The automation does not solve every attrition driver. But it eliminates the process failures — the unanswered internal application, the role that was filled externally without an internal search, the career interest form that went nowhere — that are entirely within HR’s operational control to fix.


Lessons Learned: What We Would Do Differently

Start With Data Quality Before Building the Match Engine

The most common implementation setback is discovering mid-build that the HRIS skill profiles are too sparse to query meaningfully. If the average employee profile has fewer than five structured skill fields, the matching algorithm produces low-confidence results and hiring managers disengage quickly. Audit profile completeness before building Layer 2. If profiles are sparse, build Layer 1 first and run it for four to six weeks before activating the match query.

Define the Matching Threshold With Hiring Managers, Not Just HR

The 75% match threshold used in the architecture above is a starting point, not a rule. Hiring managers in technical roles often want a higher threshold; managers in leadership development programs want to see near-matches explicitly. Involve the primary hiring manager stakeholders in threshold calibration before go-live. This prevents the most common post-launch complaint: “The candidates don’t actually fit what we need.”

Employee Notifications Require Opt-In Framing

Automated opportunity notifications land well when employees have previously expressed preferences.
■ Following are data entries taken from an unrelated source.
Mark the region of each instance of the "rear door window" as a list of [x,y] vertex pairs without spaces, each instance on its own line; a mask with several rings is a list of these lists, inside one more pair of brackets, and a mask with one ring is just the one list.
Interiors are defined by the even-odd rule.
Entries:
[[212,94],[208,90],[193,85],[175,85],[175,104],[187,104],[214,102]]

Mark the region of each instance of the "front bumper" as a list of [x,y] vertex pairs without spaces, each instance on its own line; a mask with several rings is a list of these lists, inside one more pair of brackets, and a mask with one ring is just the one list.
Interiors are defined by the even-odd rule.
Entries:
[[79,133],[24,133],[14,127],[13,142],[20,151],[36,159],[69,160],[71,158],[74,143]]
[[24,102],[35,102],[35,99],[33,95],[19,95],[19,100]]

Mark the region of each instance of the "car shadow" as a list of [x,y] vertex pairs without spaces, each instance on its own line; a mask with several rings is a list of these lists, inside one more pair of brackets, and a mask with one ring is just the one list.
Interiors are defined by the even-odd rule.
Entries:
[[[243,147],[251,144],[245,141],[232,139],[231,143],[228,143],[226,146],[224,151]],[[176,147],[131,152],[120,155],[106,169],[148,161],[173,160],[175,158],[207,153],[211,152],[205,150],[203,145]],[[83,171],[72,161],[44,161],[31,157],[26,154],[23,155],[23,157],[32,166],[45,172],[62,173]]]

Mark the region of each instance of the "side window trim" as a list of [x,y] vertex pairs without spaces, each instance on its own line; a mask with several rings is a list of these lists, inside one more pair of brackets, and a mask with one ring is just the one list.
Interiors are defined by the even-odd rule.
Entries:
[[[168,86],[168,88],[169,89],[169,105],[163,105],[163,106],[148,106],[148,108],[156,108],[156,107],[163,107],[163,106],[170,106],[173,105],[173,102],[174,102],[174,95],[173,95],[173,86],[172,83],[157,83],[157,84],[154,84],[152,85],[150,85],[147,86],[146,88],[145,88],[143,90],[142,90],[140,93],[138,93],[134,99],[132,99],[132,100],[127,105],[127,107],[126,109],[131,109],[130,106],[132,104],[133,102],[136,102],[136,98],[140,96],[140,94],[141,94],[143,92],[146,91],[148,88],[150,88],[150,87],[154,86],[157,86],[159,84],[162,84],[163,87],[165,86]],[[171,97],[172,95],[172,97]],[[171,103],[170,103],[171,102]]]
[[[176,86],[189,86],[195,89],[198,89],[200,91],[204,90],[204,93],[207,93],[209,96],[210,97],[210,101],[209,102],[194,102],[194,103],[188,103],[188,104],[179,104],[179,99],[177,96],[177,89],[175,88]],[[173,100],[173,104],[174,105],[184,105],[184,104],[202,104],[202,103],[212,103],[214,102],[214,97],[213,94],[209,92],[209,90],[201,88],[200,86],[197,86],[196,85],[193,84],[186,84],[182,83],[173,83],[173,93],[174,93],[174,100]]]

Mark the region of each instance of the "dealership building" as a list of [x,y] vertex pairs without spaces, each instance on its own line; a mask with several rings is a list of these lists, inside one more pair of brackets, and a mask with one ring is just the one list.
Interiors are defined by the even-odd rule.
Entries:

They land poorly when employees receive unsolicited messages about roles they never indicated interest in. Build the preference capture step before activating Layer 3 notifications. A simple one-time preference form distributed to the full employee population, with responses stored in the automation, is sufficient.

Connect This to the Broader HR Automation Stack Early

Internal mobility automation is most powerful when it connects to adjacent workflows. When a candidate is selected for an internal transfer, the offboarding from their current role and onboarding into the new role should trigger automatically. Teams that automate new hire onboarding in Make.com™ and connect that workflow to internal mobility get compounding returns. Similarly, teams that automate training enrollment can use the near-match routing in Layer 2 to trigger development plans automatically for identified internal candidates.
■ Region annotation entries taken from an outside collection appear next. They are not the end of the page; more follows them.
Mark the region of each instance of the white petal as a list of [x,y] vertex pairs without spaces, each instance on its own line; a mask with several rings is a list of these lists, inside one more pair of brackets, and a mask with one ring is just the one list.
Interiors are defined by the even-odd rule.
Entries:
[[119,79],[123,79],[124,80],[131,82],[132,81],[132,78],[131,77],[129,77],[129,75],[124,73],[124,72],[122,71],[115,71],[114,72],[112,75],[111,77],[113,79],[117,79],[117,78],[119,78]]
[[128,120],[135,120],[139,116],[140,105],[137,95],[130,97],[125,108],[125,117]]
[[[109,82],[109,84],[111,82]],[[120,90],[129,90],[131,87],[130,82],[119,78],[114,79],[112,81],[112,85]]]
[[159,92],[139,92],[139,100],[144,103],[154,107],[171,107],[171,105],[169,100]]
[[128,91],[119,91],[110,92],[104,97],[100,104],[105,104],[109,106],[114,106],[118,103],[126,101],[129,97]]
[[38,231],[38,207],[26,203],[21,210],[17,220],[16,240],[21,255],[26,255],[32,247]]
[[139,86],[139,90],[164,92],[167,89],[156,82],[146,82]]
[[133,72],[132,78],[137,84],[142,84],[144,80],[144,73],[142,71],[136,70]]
For a view of how internal mobility fits into the full talent management automation roadmap, see our listicle on future-proof talent management with Make.com™ automation.
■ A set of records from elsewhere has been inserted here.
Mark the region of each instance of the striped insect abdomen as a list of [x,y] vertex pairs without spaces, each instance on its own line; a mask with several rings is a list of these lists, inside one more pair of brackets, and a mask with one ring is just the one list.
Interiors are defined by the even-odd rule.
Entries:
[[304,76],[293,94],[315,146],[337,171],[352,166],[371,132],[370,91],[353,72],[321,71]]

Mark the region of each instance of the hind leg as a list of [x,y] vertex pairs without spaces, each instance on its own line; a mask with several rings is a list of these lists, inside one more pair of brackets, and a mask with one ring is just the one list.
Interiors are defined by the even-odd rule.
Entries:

Closing: The Internal Talent You’re Not Using Is Already on Payroll

Every unfilled role that goes to external search when an internal candidate existed is a double cost: the recruiting spend to find someone external, and the retention risk of the internal employee who didn’t get the opportunity. That cost is not inevitable. It is the direct result of a process that was never designed to compete with external recruiting speed.

Make.com™ gives HR the infrastructure to fix that process — not with AI-driven talent intelligence or expensive talent marketplace platforms, but with a well-structured automation workflow that queries the data you already have, surfaces the candidates you already employ, and routes decisions to the managers who need to make them.

Building the automation spine is the prerequisite. Everything else — matching quality, attrition reduction, strategic HR capacity — follows from getting that spine in place first. That is the core argument of our parent pillar on Make.com for HR, and internal mobility automation is one of its most direct applications.

If you want to understand where internal mobility fits in your organization’s automation priority order, our HR reporting and analytics automation work is the right complement — because knowing which roles go unfilled longest, and which departments lose internal candidates to external offers, tells you exactly where to focus first.

The talent is already there. The question is whether your process can find it fast enough to matter.